Lots of places have materials, CDs, games, family DVDs, etc., that can make great presents later in the year.
If you’re unsure about a purchase, take a catalog, circle the item, and consider it. It’s better to pay for shipping than to buy a product you don’t really need.
If you look through used books, know what you’re looking for ahead of time. Beware of old editions if you need matching workbooks or teacher guides.
There are basically two types of workshops: teaching and motivating. Both are extremely valuable and worthy of your time.
Remember: Speaker workshops are normally taped, but typically, vendor workshops are not. Decide which workshops to attend and which ones to buy tapes of.
If a workshop says it will be hands-on, visually oriented, or mimed, the CD won’t be as good as being there.
If you are interested in a product, find out if a vendor workshop will be offered.
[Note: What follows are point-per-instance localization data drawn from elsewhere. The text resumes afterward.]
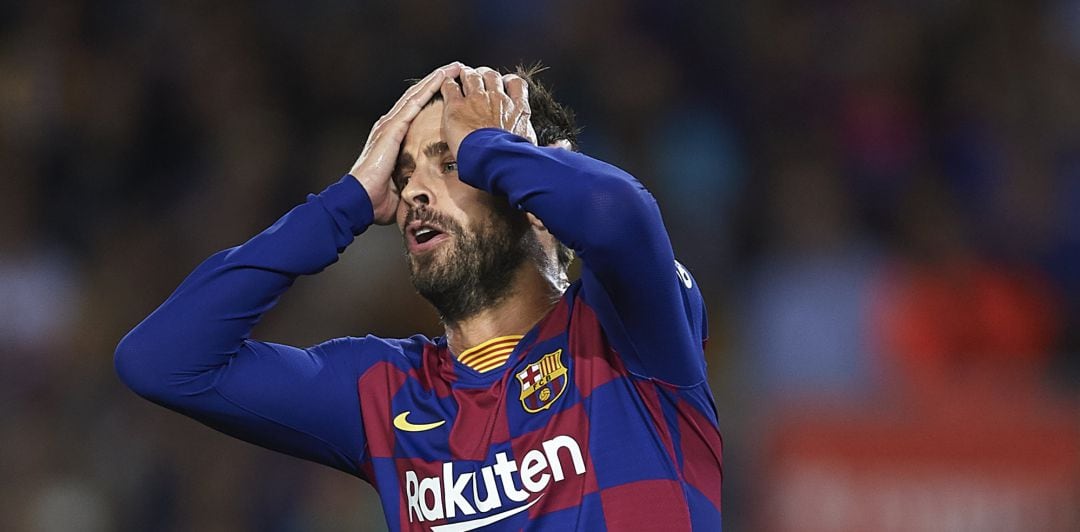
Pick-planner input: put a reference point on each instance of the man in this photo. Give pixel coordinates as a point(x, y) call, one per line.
point(547, 405)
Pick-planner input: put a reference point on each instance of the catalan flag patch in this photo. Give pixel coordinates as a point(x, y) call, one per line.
point(490, 354)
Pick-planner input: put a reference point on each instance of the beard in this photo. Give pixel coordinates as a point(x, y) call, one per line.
point(475, 269)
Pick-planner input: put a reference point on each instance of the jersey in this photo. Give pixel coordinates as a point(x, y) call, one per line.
point(601, 418)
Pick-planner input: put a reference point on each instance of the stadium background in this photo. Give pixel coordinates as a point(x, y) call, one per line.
point(880, 201)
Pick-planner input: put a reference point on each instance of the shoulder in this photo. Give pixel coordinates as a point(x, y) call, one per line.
point(370, 349)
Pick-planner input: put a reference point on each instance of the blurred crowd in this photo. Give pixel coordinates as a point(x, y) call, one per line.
point(880, 201)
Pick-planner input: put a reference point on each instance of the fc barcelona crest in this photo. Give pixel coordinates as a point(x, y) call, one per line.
point(542, 382)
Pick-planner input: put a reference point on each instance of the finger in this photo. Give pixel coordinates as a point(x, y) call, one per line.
point(424, 89)
point(450, 91)
point(471, 81)
point(516, 87)
point(493, 81)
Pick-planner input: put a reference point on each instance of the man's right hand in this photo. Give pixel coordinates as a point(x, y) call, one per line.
point(377, 161)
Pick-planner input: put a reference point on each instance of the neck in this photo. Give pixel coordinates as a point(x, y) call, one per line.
point(532, 296)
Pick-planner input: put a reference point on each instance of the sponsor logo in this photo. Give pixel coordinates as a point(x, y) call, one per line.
point(402, 423)
point(491, 487)
point(683, 274)
point(542, 382)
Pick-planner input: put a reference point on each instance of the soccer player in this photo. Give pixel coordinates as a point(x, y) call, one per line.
point(547, 405)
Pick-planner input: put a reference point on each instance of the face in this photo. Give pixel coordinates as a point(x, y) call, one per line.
point(462, 245)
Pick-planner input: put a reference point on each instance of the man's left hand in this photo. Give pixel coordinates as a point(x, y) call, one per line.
point(485, 98)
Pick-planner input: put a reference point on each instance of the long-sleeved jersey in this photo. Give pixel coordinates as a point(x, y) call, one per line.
point(601, 418)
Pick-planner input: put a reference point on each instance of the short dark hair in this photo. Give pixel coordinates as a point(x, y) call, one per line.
point(552, 121)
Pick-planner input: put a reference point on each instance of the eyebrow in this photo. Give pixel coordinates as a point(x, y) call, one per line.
point(405, 162)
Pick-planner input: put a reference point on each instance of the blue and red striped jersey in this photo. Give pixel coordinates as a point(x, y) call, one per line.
point(601, 417)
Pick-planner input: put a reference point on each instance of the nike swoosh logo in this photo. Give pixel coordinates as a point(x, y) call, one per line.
point(475, 523)
point(402, 423)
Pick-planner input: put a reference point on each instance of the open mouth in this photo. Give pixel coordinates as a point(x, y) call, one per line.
point(424, 234)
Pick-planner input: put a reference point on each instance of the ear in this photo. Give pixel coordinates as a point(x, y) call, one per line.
point(562, 144)
point(536, 222)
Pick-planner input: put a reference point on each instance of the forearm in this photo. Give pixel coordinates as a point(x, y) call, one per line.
point(176, 350)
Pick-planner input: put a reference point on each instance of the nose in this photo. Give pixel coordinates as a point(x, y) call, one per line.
point(417, 190)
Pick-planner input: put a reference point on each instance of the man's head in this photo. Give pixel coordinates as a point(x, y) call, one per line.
point(464, 246)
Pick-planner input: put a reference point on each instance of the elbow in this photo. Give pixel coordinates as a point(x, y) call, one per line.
point(620, 208)
point(135, 366)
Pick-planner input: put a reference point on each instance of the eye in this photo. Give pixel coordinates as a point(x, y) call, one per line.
point(399, 181)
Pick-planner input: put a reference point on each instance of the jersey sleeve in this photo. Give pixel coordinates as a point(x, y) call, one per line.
point(194, 355)
point(648, 304)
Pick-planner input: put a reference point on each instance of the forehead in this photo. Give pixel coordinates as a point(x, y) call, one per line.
point(427, 128)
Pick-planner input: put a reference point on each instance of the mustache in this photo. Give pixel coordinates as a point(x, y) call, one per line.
point(424, 215)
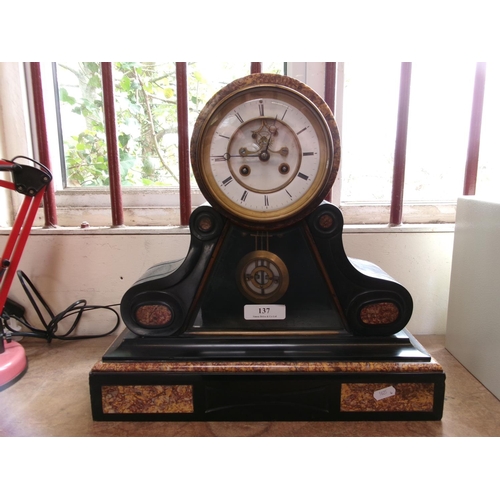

Attending a workshop is often more productive than trying to get fifty questions answered at the vendor’s booth.
If you sit through the first ten or fifteen minutes of a talk and discover it isn’t for you, quietly make your way out. Better to spend a couple of minutes feeling slightly uncomfortable as you leave than to waste another forty-five minutes of your valuable time. (We speakers will just assume you had a phone call.)
Recently on Homeschool
Have something to say about this article? Leave your comment via Facebook below!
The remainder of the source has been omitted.